Street memo
By Leo Shane III, Stars and Stripes
Pacific edition, Friday, June 17, 2005
WASHINGTON — Several parents of soldiers killed in Iraq visited Capitol Hill on Wednesday to ask for congressional hearings on the Downing Street memo, which one mother called President Bush’s “Watergate.”
Critics say the document, which contains minutes from a meeting in July 2002 between British Prime Minister Tony Blair and top aides, shows that Bush was determined to go to war with Iraq and ignored evidence that showed the country had no weapons of mass destruction.
“Military action was now seen as inevitable,” the memo reads. “Bush wanted to remove Saddam, through military action, justified by the conjunction of terrorism and WMD. But the intelligence and facts were being fixed around the policy.”
The memo was first revealed by the Sunday Times of London in May.
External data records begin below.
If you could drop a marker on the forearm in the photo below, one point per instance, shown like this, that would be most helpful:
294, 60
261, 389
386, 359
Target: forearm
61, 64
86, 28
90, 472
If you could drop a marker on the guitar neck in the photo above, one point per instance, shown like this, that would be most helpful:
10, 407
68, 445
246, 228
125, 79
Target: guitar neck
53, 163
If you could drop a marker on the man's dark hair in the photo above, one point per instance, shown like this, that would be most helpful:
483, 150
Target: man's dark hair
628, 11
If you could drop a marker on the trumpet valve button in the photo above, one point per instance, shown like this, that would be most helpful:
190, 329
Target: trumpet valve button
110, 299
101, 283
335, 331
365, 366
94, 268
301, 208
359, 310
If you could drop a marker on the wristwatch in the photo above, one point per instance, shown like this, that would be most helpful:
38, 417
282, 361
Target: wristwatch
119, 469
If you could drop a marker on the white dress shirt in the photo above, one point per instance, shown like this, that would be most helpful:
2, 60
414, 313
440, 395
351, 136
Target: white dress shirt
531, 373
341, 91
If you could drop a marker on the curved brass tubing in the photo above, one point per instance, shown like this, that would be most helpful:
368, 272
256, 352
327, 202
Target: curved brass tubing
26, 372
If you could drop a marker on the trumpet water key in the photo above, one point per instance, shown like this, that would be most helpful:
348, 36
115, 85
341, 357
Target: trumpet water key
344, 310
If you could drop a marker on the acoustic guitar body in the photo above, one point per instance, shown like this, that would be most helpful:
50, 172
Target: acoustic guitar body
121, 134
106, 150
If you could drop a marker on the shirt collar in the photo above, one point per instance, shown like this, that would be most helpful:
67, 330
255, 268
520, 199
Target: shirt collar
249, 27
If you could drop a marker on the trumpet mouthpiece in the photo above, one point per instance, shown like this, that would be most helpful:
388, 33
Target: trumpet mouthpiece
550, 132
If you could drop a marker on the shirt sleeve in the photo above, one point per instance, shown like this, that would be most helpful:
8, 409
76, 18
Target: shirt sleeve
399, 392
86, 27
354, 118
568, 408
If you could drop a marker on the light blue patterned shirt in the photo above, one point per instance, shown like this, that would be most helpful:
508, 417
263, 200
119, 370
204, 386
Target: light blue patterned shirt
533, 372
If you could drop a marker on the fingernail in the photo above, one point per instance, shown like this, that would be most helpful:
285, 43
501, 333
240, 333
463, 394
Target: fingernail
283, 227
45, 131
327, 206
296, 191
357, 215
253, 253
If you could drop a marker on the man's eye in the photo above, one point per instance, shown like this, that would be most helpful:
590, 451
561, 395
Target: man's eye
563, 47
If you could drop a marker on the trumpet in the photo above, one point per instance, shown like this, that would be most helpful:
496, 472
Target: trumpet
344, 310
Earlier this month, both Bush and Blair dismissed the accusations, saying that the war in Iraq was justified because Saddam Hussein was ignoring international law.
But members of Military Families Speak Out, whose members are relatives of troops killed in Iraq, said Congress must investigate whether the president lied to the country to justify military action.
“This war was based on lies and deception,” said Celeste Zappala of Philadelphia, whose son was killed in April 2004 while providing security for investigators searching for WMD. “The only way we can understand how we’ve come to this disastrous position is to find out what the truth is.”